Attempting to find happy homes for as many felines as possible, the shelter is running a buy-one-get-one-free special until Sept. 1. The cost for adopting a cat at the shelter is normally $80, but now families can take one home for $40.
The St. Charles Humane Society, in cooperation with St. Charles Parish Animal Control, is sponsoring the half-price adoption fees.
Angie Robert, director of Animal Control for the parish, said that because the new shelter limits exposure to disease, many of the kittens that would have died at the old shelter are now surviving.

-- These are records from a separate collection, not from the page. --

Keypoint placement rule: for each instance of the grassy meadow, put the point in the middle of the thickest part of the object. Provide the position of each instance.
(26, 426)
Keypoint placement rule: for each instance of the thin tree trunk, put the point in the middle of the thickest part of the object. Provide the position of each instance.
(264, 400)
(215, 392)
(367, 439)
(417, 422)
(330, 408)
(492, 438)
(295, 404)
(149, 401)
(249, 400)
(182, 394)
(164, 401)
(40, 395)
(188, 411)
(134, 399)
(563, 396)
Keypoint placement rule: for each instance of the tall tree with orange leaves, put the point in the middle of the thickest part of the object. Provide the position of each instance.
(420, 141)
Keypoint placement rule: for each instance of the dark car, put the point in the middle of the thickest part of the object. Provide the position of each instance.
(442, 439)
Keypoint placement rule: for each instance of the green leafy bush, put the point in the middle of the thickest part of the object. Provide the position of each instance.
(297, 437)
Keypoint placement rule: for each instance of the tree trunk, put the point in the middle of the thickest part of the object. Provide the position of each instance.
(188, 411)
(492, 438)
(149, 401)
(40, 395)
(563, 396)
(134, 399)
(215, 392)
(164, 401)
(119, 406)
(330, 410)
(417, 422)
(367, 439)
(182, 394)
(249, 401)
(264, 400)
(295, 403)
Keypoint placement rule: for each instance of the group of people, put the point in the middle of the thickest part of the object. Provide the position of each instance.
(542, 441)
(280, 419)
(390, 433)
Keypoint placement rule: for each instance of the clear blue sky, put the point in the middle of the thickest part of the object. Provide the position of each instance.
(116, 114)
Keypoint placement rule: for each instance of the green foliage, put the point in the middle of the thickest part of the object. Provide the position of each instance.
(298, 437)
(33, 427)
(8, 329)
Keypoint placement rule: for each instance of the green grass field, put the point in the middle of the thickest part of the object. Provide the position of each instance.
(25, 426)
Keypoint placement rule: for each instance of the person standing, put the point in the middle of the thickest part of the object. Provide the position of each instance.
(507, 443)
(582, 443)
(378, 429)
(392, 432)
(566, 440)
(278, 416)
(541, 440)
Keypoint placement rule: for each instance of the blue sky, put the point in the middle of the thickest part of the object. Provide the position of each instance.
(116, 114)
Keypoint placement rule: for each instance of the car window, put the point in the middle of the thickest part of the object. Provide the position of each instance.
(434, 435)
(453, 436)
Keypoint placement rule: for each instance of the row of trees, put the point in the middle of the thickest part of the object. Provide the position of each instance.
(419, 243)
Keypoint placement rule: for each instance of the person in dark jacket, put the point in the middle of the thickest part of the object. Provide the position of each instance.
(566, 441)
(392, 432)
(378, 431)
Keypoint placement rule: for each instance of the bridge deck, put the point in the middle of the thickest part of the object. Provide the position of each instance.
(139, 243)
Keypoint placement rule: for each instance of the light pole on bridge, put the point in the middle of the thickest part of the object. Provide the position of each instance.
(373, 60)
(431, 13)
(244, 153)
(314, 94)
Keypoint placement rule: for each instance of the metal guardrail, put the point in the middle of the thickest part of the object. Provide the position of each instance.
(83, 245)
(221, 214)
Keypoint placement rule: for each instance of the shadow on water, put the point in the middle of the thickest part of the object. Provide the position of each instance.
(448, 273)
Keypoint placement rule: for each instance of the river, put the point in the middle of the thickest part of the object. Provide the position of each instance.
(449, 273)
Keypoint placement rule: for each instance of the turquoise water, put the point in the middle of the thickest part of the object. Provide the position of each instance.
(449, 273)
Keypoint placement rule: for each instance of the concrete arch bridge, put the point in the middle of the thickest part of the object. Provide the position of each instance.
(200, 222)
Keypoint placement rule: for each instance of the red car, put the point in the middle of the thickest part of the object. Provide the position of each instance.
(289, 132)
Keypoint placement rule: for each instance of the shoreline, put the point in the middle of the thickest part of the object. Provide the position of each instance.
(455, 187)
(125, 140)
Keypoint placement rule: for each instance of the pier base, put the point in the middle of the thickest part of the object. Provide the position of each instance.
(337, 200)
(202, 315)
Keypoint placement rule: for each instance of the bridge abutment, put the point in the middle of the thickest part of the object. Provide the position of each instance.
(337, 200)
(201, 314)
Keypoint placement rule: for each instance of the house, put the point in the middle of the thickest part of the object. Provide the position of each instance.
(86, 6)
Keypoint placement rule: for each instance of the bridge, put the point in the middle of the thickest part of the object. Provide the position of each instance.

"With the new shelter, we are able to keep them healthy. They are so healthy and now we have so many," she said. "At the previous shelter, Mother Nature would make the difficult decision (to put a cat down) for us."
Several of the rooms at the shelter have cats or kittens in cages or playing on furniture designed for them, including the examination and grooming rooms. Staff members have also taken kittens home to care for them. Robert has nine at her home.
"We are doing our part by saving them from the street and giving them the care they need to be healthy," Robert said. "But we need people to come get them. We don’t want to put down happy, healthy kittens."
Robert said that most cats and kittens tend to come into the shelter during the summer. In order to prevent overcrowding in the future, Robert said the $40 special will run from June 1 through Sept. 1.
"If we had actually had this idea and done this sooner this year, I don’t think we would be in the situation we are in now," she said.
Though some might complain that the price to adopt dogs has remained the same at $80, Robert said the shelter can’t afford to put all the animals up for adoption for the discounted rate. Plus, she said the shelter hasn’t had any problem finding most dogs a home.
The new animal shelter is around 8,500 square feet versus 2,500 square feet at the old facility. Robert said in addition to the parish’s pet population going up, the philosophy of public animal control has changed in the time since the building of the first shelter. Those changes in attitudes were taken into account in the planning of the new shelter.
Increased attention is now being paid to the overall well-being of the animals, including their health.
"If you can keep the disease under control at an animal shelter adoptions go up 85 percent," Robert said.
The veterinarian’s quarters have been quadrupled and a new system has been put in place so disease will not move as freely about the facility.
The shelter features two wings – one devoted to cats and the other to dogs. In the back of each wing, isolation and quarantine rooms are designated where the animals receive treatment based on how ready they are to be adopted. The rooms are designed to limit contact between those being treated for diseases and others that need to be more slowly acclimated to the shelter.